Published on Monday, August 29, 2011 by

No matter which town you visit  in Italy, you’re likely to encounter a a piazza, building or road named in honor of Giuseppe Garibaldi. Via Garibaldi is one of the most popular street names in the country. Giuseppe Garibaldi (1807-1882) won the majority of the military victories of the Risorgimento (translated as resurgence), a 50-year struggle to free Italian states from foreign powers, culminating in the unification of Italy in 1870.

Born in 1807, in Nice, the son of humble parents from Genoa, Garibaldi became a sailor at fifteen. While serving in the navy for the Kingdom of Piedmont-Sardinia, Garibald joined the movement of Giuseppe Mazzini, a Genovese revolutionary who founded the secret revolutionary society Giovine Italia (Young Italy) in 1832. It was the first Italian democratic movement to embrace all classes. “Neither pope nor king,” Mazzini declared. “Only God and the people will open the way of the future to us.”

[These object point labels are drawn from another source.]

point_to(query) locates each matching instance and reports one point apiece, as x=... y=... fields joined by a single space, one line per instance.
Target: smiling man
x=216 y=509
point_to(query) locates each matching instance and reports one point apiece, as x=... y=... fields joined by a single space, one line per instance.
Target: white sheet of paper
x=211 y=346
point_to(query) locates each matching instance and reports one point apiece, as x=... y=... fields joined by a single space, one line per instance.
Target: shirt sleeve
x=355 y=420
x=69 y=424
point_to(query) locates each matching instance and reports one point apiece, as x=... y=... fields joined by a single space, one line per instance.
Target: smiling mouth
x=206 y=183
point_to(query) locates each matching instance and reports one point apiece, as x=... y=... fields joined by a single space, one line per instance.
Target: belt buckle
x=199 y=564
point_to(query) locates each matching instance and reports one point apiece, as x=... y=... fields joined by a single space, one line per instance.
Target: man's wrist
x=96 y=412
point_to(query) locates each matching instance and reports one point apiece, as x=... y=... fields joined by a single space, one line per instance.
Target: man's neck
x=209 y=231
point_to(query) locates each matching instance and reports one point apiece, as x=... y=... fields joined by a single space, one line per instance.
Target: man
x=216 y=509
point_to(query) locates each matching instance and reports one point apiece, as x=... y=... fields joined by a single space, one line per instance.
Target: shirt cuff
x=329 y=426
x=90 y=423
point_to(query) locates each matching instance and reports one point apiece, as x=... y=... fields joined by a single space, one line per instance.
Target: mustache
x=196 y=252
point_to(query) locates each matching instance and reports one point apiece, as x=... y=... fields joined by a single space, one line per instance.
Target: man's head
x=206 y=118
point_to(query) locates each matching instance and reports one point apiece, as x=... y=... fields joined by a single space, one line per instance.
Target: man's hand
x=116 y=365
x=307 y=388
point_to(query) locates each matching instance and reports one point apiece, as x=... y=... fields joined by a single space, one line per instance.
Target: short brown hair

After participating in a failed republican uprising in Piedmont in 1834, Garibaldi fled and was condemned to death in absentia by a court in Genoa. He sought asylum in South America from 1836 through 1848, where he helped Uruguay in its war against Argentina. He married a Brazilian woman, Anita, who joined him in the fight.

Garibaldi returned to Italy in 1848 to fight against the Austrians in Milan and the French forces supporting Rome and the Papal States. Although his exploits made him a national hero, Garibaldi and his volunteers were conquered in Rome. Determined not to surrender, he led his men in a successful retreat through central Italy in 1849. Anita Garibaldi died during this retreat.

Though Garibaldi was in exile several times, in 1854,Count Camillo di Cavour, the prime minister of Piedmont, authorized Garibaldi’s return, hoping to wrest him from the influence of the republican Mazzini. In 1858, Cavour requested that Garibaldi prepare for war against Austria by leading a group of volunteers from several Italian provinces. Garibaldi and his men succeeded in acquiring Lombardy for Piedmont.

On May 11, 1860, Garibaldi and his 1,000 Red Shirts (volunteers wearing red shirts for which they were famous) landed at Marsala, Sicily, in an attempt to capture The Kingdom of the Two Sicilies (Sicily and the southern part of mainland Italy) from the Bourbons. Cavour and King Victor Emmanuel had not sanctioned the effort but stood at the ready to help if he proved successful.

A popular revolution in Sicily helped Garibaldi capture Palermo at the end of May and Milazzo in July. He left Sicily and sailed to Naples, entering the city on September 6, 1860, proclaiming himself the “dictator of the Two Sicilies.” In October 1860, he handed over the Kingdom of the Two Sicilies to King Victor Emmanuel and was the first person to hail him as the king of a united Italy.

Although a new kingdom was established in 1861, Garibaldi did not look on it favorably. He opposed Cavour and criticized the lack of respect the new government showed the volunteer soldiers who helped build the new kingdom. Yet, Garibaldi continued to fight for his dream of a united Italy. He helped the kingdom acquire Venice in 1866. Once papal Rome was annexed in 1870, the Risorgimento was complete, finally uniting Italy.

Summing up Garibaldi’s contributions to the Italian state, Denis Mack Smith, a Garibaldi biographer, wrote, “There was little of the intellectual about Garibaldi, yet his simple radicalism sparked the first political awareness in many of his fellow countrymen and brought home to them the significance of nationality. Notwithstanding his turn toward socialism, he remained primarily a nationalist, but the object of his nationalism was always the liberation of peoples and not patriotic aggrandizement. To his embodiment of this aim he owes his eminent place in Italian history.”